Now our last method, lme
library(nlme)
>model1 = lme(Y ~ B + A, random = ~1|C, method = "REML", data = data)
>model2 = lme(Y ~ B*A, random = ~1|C, method = "REML", data = data)
>summary(model1)
Linear mixed-effects model fit by REML
Data: data
AIC BIC logLik
485.6355 496.4299 -237.8178
Random effects:
Formula: ~1 | C
(Intercept) Residual
StdDev: 6.245355 9.169755
Fixed effects: Y ~ B + A
Value Std.Error DF t-value p-value
(Intercept) 5.33563 18.304636 63 0.291491 0.7716
Bs -10.46557 4.092189 63 -2.557451 0.0130
A 25.83920 6.715509 63 3.847691 0.0003
Correlation:
(Intr) Bs
Bs 0.748
A -0.965 -0.822
Standardized Within-Group Residuals:
Min Q1 Med Q3 Max
-2.771357518 -0.510609057 0.005356615 0.646641593 1.994309873
Number of Observations: 67
Number of Groups: 2
>summary(model2)
Linear mixed-effects model fit by REML
Data: data
AIC BIC logLik
480.9425 493.8013 -234.4713
Random effects:
Formula: ~1 | C
(Intercept) Residual
StdDev: 6.224159 9.243403
Fixed effects: Y ~ B * A
Value Std.Error DF t-value p-value
(Intercept) 6.345383 23.00476 62 0.2758291 0.7836
Bs -12.687705 33.13166 62 -0.3829481 0.7031
A 25.456188 8.54384 62 2.9794790 0.0041
Bs:A 0.772521 11.35050 62 0.0680606 0.9460
Correlation:
(Intr) Bs A
Bs -0.519
A -0.978 0.525
Bs:A 0.598 -0.992 -0.611
Standardized Within-Group Residuals:
Min Q1 Med Q3 Max
-2.74514990 -0.51857689 0.01236403 0.63517280 1.98254600
Number of Observations: 67
Number of Groups: 2
> anova(model1)
numDF denDF F-value p-value
(Intercept) 1 63 270.07347 <.0001
B 1 63 1.13754 0.2902
A 1 63 14.80473 0.0003
> anova(model2)
numDF denDF F-value p-value
(Intercept) 1 62 271.53755 <.0001
B 1 62 1.11976 0.2941
A 1 62 14.55037 0.0003
B:A 1 62 0.00463 0.9460
> Anova(model1)
Analysis of Deviance Table (Type II tests)
Response: Y
Chisq Df Pr(>Chisq)
B 6.5406 1 0.0105442 *
A 14.8047 1 0.0001192 ***
Signif. codes: 0 ‘*’ 0.001 ‘’ 0.01 ‘*’ 0.05 ‘.’ 0.1 ‘ ’ 1
> Anova(model2)
Analysis of Deviance Table (Type II tests)
Response: Y
Chisq Df Pr(>Chisq)
B 6.4223 1 0.0112698 *
A 14.5504 1 0.0001365 ***
B:A 0.0046 1 0.9457374
Signif. codes: 0 ‘*’ 0.001 ‘’ 0.01 ‘*’ 0.05 ‘.’ 0.1 ‘ ’ 1
Here, the different anova()/Anova() tables disagree with each other and the summary() outputs. an anova.lme() for both models agrees with the anova() output.

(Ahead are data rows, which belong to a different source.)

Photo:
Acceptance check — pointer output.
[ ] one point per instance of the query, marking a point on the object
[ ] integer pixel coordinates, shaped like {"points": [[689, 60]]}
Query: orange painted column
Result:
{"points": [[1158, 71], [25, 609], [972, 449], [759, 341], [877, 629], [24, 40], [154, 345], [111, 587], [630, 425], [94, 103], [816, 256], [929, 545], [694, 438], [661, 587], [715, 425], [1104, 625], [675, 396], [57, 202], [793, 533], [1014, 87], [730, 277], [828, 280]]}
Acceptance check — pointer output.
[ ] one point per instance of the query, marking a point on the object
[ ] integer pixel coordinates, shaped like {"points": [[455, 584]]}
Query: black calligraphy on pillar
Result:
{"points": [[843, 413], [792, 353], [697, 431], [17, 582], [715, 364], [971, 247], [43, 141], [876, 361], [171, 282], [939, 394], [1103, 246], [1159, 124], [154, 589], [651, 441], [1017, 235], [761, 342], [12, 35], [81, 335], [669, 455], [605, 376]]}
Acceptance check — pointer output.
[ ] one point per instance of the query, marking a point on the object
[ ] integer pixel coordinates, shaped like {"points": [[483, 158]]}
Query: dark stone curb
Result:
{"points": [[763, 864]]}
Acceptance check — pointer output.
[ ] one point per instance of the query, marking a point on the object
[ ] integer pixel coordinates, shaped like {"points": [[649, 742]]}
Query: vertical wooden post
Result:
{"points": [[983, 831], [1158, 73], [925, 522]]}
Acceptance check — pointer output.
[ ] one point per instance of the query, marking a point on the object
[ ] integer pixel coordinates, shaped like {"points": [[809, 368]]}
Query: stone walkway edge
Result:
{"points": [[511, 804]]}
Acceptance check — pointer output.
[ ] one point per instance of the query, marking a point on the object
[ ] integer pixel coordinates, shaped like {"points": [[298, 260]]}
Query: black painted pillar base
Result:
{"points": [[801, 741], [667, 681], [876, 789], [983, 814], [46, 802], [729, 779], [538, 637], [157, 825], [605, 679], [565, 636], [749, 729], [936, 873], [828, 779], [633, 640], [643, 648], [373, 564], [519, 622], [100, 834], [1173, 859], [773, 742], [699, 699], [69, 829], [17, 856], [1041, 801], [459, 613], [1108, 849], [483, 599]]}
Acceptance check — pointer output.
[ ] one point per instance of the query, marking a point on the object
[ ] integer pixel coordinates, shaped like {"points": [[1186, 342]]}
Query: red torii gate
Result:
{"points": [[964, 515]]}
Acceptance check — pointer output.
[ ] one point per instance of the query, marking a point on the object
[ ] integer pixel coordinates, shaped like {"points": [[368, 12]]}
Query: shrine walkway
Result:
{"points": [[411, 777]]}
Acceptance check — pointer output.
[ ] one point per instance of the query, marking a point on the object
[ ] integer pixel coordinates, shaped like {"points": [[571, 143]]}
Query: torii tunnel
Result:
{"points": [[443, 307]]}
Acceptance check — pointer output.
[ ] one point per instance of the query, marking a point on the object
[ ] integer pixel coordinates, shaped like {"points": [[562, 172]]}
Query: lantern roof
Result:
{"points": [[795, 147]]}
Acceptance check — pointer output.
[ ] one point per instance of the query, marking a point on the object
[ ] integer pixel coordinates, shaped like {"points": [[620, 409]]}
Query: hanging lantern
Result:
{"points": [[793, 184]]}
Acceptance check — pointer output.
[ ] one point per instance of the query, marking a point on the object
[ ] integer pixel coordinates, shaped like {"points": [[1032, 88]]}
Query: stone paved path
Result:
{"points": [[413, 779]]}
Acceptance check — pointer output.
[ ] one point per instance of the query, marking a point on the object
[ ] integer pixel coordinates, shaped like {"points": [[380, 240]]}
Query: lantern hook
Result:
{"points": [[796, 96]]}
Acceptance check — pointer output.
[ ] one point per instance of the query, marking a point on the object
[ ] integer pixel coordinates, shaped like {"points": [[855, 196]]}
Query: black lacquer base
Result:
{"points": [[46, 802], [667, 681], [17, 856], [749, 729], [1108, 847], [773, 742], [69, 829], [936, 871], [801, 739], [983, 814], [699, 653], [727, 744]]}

Also, rather than an analysis of variance table in anova(), there's an analysis of deviance table. I can't find a concise answer on the difference between these types of analysis.
This is just the tip of the iceberg on these methods, and it's also limited by my understanding of both R and statistics. From what I understand, a lot of these methods differ by either a Type I, Type II, or Type III ANOVA, as well as how lmer vs lme operate. Completely different results from lmer() and lme() lme() and lmer() giving conflicting results
Any help as to which method to pick would be helpful.